Page 75 of Chain's Inferno


Font Size:

“Then you better act like it.”

I looked away. “She told me to take it slow.”

“That’s smart. She’s smart.” Daddy took the wrench back, nodding to himself. “You got a lot of old habits. The kind that’ll make a woman like her run the hell toward the hills.”

I bristled. “I’m not gonna hurt her.”

“I know that,” he said. “But she don’t.”

Truth. Plain and hard.

“You want her?” he asked. “Really want her?”

I nodded once.

“Then stay away from the sweet butts,” he said. “All of ’em. No flirtin’, no lookin’, no old ways slippin’ in when temptation gets loud. You don’t get to be half in and half out with a woman like Lark.”

My jaw clenched. “I haven’t touched anyone since—” I cut myself off.

Daddy’s mouth curved. “Since her? Yeah. I figured.”

He leaned against the tractor and shook his head. “Women talk. Club women talk louder. If you so much as breathe wrong near one, word’ll get back to Lark before you get your helmet off.”

“I’m not like that anymore.”

He nodded—approving, but still wary. “She carries herself like someone who ain’t been treated right for most of her life. Makes a man want to stand a little more solid around her.”

He wasn’t wrong.

“She’s tougher than she looks,” I said.

“Never said she wasn’t.” His voice softened. “But tough don’t mean untouched. And it sure as hell don’t mean she don’t need gentleness from time to time.”

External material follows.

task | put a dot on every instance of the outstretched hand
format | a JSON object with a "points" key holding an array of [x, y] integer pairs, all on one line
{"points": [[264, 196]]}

A muscle in my jaw ticked. “Gentle isn’t exactly my nature.”

“Funny,” he said, smirking, “’cause your Ma and I been watchin’ you with that girl, and all we’ve seen is gentle.”

I looked away. “It’s not that simple.”

“Don’t reckon it is,” he said. “But maybe simple ain’t what either of you need.”

Silence stretched—heavier this time, full of things we weren’t sayin'.

Daddy took a long drink from the water bottle he kept on the shelf, then pointed at me. “She feels safe here.”

I swallowed the weight of that. “I know.”

“She trust you?”

I thought of her hand in mine in the truck. The way she didn’t flinch when I touched her waist. The way she looked at me last night like she saw something worth believin’.

“Yeah,” I said quietly. “I think she does.”

He nodded like it confirmed a theory. “Then don’t go rushin’ it. Girls like her… they’re still learnin’ the world ain’t made of all sharp edges. Takes time.”

I looked down at my hands—scarred, rough, strong. “I’m not used to waitin’.”

“You’re too damn much like your old man,” Daddy snorted.